D’après une étude menée sur place par des sociologues, le public des Nuits-Debouts – entre 1 000 et 2 000 personnes, chaque soir – était majoritairement composé de trentenaires, mais avec une forte proportion de personnes d’âge mûr : 20 % avaient plus de 50 ans. Les médias ont eu tort de le décrire comme « une révolte de la jeunesse sacrifiée ». La jeunesse est bien trop fracturée pour se reconnaître dans un mode d’expression qui aura surtout concerné « la frange des intellectuels précaires ». En moyenne, les participants affichaient un niveau de diplômes élevé et un fort pourcentage était au chômage (1 sur 5). Gaël Brustier, de son côté, parle de « diplômés précarisés et de chômeurs appartenant aux idéopôles, ces métropoles connectées à la mondialisation. »

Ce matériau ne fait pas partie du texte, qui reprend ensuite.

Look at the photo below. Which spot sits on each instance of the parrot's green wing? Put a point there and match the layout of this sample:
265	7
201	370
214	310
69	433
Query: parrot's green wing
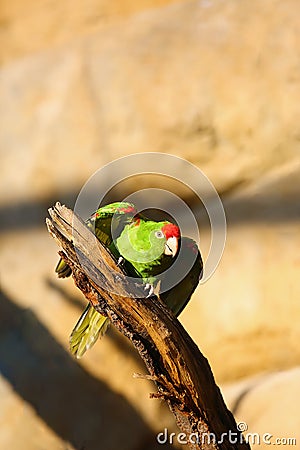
89	327
190	262
106	223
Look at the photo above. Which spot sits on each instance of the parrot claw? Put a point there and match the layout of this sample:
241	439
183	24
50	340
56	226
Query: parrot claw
150	288
120	260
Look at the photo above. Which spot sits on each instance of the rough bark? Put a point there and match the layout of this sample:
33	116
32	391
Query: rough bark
182	374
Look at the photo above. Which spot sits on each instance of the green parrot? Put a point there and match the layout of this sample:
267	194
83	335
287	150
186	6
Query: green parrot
146	249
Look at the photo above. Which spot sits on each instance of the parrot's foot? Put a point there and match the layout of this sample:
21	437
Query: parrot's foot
148	287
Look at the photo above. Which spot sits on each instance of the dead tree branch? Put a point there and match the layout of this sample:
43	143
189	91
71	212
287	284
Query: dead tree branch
182	374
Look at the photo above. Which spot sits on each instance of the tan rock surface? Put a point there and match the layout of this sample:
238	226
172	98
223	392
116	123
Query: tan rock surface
214	82
268	405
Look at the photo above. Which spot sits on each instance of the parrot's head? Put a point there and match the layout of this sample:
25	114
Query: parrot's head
148	241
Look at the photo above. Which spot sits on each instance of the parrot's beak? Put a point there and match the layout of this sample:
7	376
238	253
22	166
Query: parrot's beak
171	246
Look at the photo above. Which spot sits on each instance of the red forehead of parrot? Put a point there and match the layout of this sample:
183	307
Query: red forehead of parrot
171	230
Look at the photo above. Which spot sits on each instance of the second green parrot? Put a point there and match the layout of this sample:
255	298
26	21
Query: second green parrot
146	249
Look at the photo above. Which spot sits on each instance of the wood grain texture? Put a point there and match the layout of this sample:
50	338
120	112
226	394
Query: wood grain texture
182	374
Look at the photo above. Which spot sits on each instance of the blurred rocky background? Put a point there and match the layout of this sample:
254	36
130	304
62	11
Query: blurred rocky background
81	83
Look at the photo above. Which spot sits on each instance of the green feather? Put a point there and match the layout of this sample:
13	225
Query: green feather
141	242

Politiquement, Nuit debout visait le gouvernement, jugé coupable de vouloir affaiblir les protections sociales des salariés avec la Loi El Khomri. Les « déçus de la gauche » y étaient majoritaires. L’objectif était de faire tomber le gouvernement. Manuel Valls ne s’y est pas trompé, le décrivant dans ces termes, selon Le Canard Enchaîné : « Nuit Debout, qui devait être le nouveau Mai 68, est devenu la Foire de Paris des organisations gauchistes ».
Force est de constater que Nuit Debout, qui a été très loin de mobiliser les foules qui s’étaient reconnues dans le mouvement des Indignados espagnols de 2011, n’a débouché, ni sur le Grand Soir que tant d’observateurs attendaient, ni même sur la chute du Premier ministre. Le mouvement n’a pas rebattu le jeu politique qui se met en place en vue des élections de l’an prochain. Il n’a délivré aucune formule de réenchantement ou même d’approfondissement de la démocratie. Mais on ne peut lui contester d’avoir donné une voix parmi d’autres possibles à un malaise. Et ce malaise ne se dissipera pas avec le retour chez lui du dernier occupant de la place de la République. Restera à balayer les illusions perdues.